Satysfakcja każdego z nas zależy ściśle od proporcji składników przedstawionych powyżej. Zaczynamy od lekkiego podgrzania wody, do której dodajemy parę kropel gliceryny i lubrykantu. Później doradza się dodanie płynu do mycia naczyń (lub innego silnie pieniącego się środka) w stosunku 1 do 10. Po wymieszaniu należy sprawdzić, czy bańki osiągają odpowiednią sprężystość i czy utrzymują się w powietrzu. Jeśli nie otrzymamy zamierzonego efektu, to najlepiej stopniowo dodawać glicerynę. Zwykle na litr płynu przypada zaledwie łyżeczka gliceryny, dlatego róbmy to powoli i z rozwagą. Oczywiście dla wszystkich leniwych proponujemy po prostu zakup specjalistycznego płynu do dużych baniek mydlanych.

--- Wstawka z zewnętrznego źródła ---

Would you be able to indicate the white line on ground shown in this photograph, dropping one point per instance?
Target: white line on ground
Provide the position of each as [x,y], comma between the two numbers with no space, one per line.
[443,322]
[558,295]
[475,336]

Można go kupić przez internet.

 

Akcesoria – DIY czy sklep?

 

Podstawowym akcesorium do robienia baniek jest coś zupełnie darmowegp – nasze ręce. Oczywiście ich możliwości są ograniczone, stąd mnogość przeróżnych gadżetów na rynku. W internecie dostępne są gotowe obręcze – plastikowe, metalowe. Jest tego mnóstwo i to w każdym rozmiarze. Jeśli jednak ktoś poważnie myśli nad dorobieniem sobie dzięki bańkom, to musi to być porządnie wykonany sprzęt. Mam tu na myśli dwie żerdzie lub kije, na których zaczepia się specjalnie pętle splecione ze sznurka. Ilość splotów, oczek, a przede wszystkim ich rozmiar decyduje o kształcie baniek. Można wykonać sznurki do chmur bańkowych, gdzie trzeba się sporo natrudzić, by wykonać mnóstwo pętli. Najprostszą opcją będzie wykonanie jednej, dużej pętli rozwieszonej między dwoma patykami. Razem z płynem naszego przepisu będzie to idealny zestaw do zabawy dla całej rodziny.